Pada tahap awal, Dinas Pemberdayaan Perempuan Perlindungan Anak dan Keluarga Berencana (DP3AKB) Jawa Barat. Melaksanakan “Rraining of Trainer (ToT)”. Bagi Petugas Lini Lapangan dan para Fasilitator Pembinaan Perkawinan (Binwin) Kementerian Agama (Kemenag) Republik Indonesia. Selama dua hari, 10-11 Juli 2025. Tidak kurang dari 1.500 Peserta mengikuti ToT yang dihelat secara Virtual tersebut.
“Jawa Barat merupakan wilayah dengan populasi penduduk terbesar di Indonesia, yaitu sebanyak 50,3 juta jiwa atau 17,82 persen dari Total Populasi Indonesia. Tingginya jumlah penduduk turut menyumbang pada berbagai Permasalahan Keluarga, termasuk tingginya angka Perceraian,” ungkap Kepala DP3AKB Jawa Barat, Siska Gerfianti saat membuka kegiatan.
Siska menjelaskan, berdasarkan data Badan Pusat Statistik (BPS), pada 2024 lalu jumlah Kasus Perceraian di Jawa Barat mencapai 88.837 Kasus. Angka ini merupakan yang tertinggi secara Nasional. Dilihat dari penyebabnya, Faktor Utama Perceraian, meliputi Perselisihan dan Pertengkaran Terus Menerus (51.122 Kasus), Masalah Ekonomi (33.264 Kasus) dan Meninggalkan Salah Satu Pihak (2.781 Kasus).
Data BPS jua menyebutkan, masalah Ekonomi Keluarga sering kali berkaitan dengan ketidakmampuan Mengelola Keuangan.
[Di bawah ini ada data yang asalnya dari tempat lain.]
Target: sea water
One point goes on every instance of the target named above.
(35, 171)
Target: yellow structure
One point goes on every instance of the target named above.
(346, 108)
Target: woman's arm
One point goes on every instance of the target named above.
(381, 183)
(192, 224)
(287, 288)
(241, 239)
Dari situlah muncul kasus Pinjaman Online (Pinjol) dan Judi Online (Judol). Data Pusat Pelaporan dan Analisis Transaksi Keuangan (PPATK) dan Otoritas Jasa Keuangan (OJK) menunjukkan. Bahwa Jawa Barat, memiliki angka penggunaan Pinjol dan Judol tertinggi di Indonesia.
“Pinjol dan Judol ini, memicu Keretakan Rumah Tangga dan Kekerasan Dalam Rumah Tangga (KDRT). Jawa Barat juga menempati Peringkat Ke-Dua secara Nasional untuk Kasus Perceraian Akibat KDRT dengan 653 Kasus dari 7.243 Kasus Nasional,” tambah Siska.
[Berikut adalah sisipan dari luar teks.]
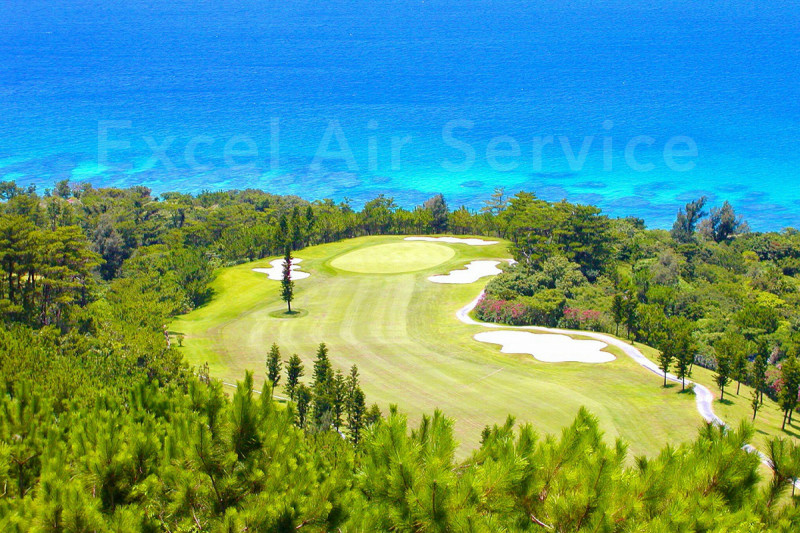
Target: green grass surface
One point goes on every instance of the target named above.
(393, 258)
(736, 407)
(401, 331)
Di sisi lain, Siska mengatakan bahwa Pasangan Usia Subur (PUS), menghadapi berbagai tantangan. Seperti rendahnya pengetahuan kesehatan Reproduksi, Risiko Pernikahan Usia Dini, minimnya kesadaran tentang pentingnya Kesehatan Mental dan kurangnya pemahaman Keluarga Berencana. Hal-hal tersebut berkontribusi pada tingginya Angka Perceraian, Stunting, hingga Kematian Ubu dan Bayi.
Melihat sejumlah kronis tersebut, sambung Siska, Pemerintah Provinsi Jawa Barat melalui DP3AKB bersama Dinas Kesehatan, Kemenag, Universitas Pendidikan Indonesia (UPI), Badan Kependudukan dan Keluarga Berencana Nasional (BKKBN) dan Pusat Pembelajaran Keluarga (Puspaga) Balarea. Telah menyusun Modul Sekolah Pranikah. Modul tersebut diujicobakan di Dua Kabupaten, meliputi Kabupaten Bandung dan Kabupaten Cirebon.
“Pada 2025 ini Modul tersebut diseminasi melalui kegiatan ToT Sekolah Pranikah. ToT ini diperuntukkan bagi Fasilitator atau “Trainer” Bimbingan Perkawinan, Petugas Dinas dan Penyuluh yang kami yakini sebagai agen perubahan dalam Pembangunan Keluarga di Jawa Barat,” ungkap Siska. (Sip).